A Cerner spokesperson said the VA was “finalizing their [rollout] strategy” and “already ahead of where other clients would typically be at this point in implementation. We are confident we are on the track.”
“It is my understanding that VA is considering delaying the go-live at one or more of the initial Cerner cites,” said physician and Rep. Phil Roe (R-Tenn.), ranking member of the full committee that led oversight of the project for years. “If delaying the initial go-live date is needed to ensure that implementation is ultimately successful and patient care is enhanced rather than disrupted, then I fully support it.”
The project has been dogged by the inability of the Pentagon and VA to agree to a joint oversight board. The Pentagon has yet to give the VA authority to link its network to the current VA record system, decades-old VistA, which is key to implementation, a congressional staffer said.
A new office called the Federal Electronic Health Record Modernization Office was supposed to handle that and other coordination matters, but the office isn’t up and running yet, although the two agencies agreed to set it up last September. They recently notified Congress of the appointment of Neil Evans, a senior VA health care official, as interim leader of the office, with Pentagon health official Holly Joers as his deputy.
The various problems expected in the initial phase of the electronic records project — partial functionality of key clinical software, the need for clinicians to toggle between different software systems, and the enormous task of installing new IT hardware in the first three bases — has some congressional critics worried about the project’s direction.
“Is it going to be something better than what they currently have in VistA?” asked a second congressional source, referring to the VA’s current software, which the agency developed in-house over the past 35 years. “That’s our concern.”

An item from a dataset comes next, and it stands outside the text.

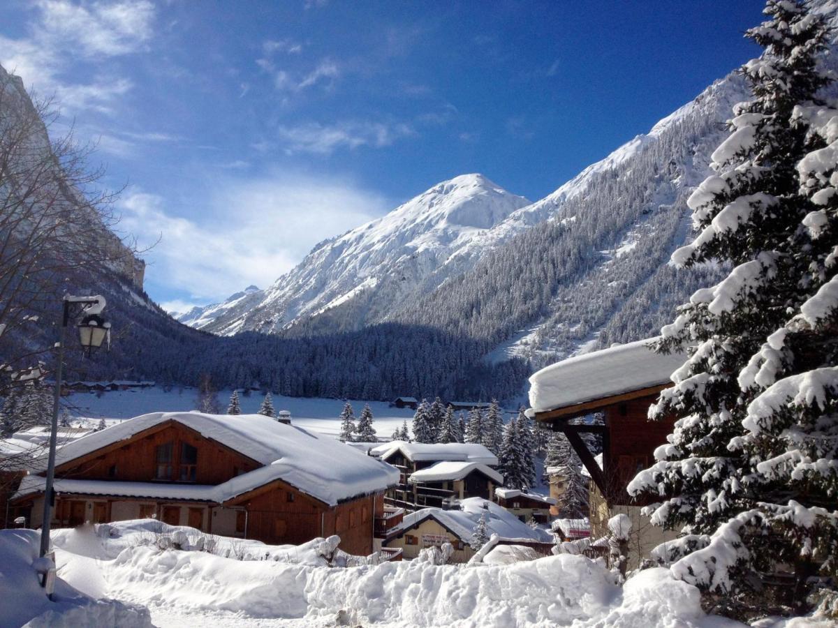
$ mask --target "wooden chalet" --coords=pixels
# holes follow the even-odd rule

At a subcommittee hearing July 25, ranking member Jim Banks (R-Ind.) said the VA team had not provided answers to many questions Congress has asked about how well the system is going to work, including how data will flow between the two systems during the 10 years in which Cerner will replace VistA across the VA.
“I am skeptical that all the technical constraints are known and there aren’t more intractable difficulties waiting to be discovered,” he added.
The VA recently trumpeted the transfer of records from VistA to the Cerner data center as a major first step in the project, but far more complex tasks, such as uploading the records into Cerner’s system and making them usable for VA providers, remain, observers said.
“They have physically deposited the record on the Cerner side of the firewall, but they can’t do anything with the records,” a former VA official said, who compared the situation to having received a large encrypted file in an email.
The VA’s statement said it was “on track” in transferring the data.
Lee and Banks also had questions about how long the VA planned to have physicians use the Joint Legacy Viewer, a discreet software program that allows a clinician to view older VA and Pentagon patient data.
The cumbersome viewer was one of the reasons the VA cited for moving to a single “seamless” heath record with the Pentagon to begin with, Lee noted. “It’s not clear how it fits into the long-term interoperability strategy, that is, how long it will be needed,” she said.
The VA said that two Cerner platforms — one with software used for patient encounters, the other with historical data and analytical tools — as well as the Joint Legacy Viewer will all be available on different “tabs” on the same terminal for clinicians, at least initially.
At the July 25 hearing, senior VA medical adviser Thomas O’Toole acknowledged the “challenge” of “complex clinical scenarios” where veterans are seen in different facilities and clinicians must call up multiple screens to safely review a patient’s data.
“We’re trying to identify those workflow processes in advance so clinicians know what to expect,” he said.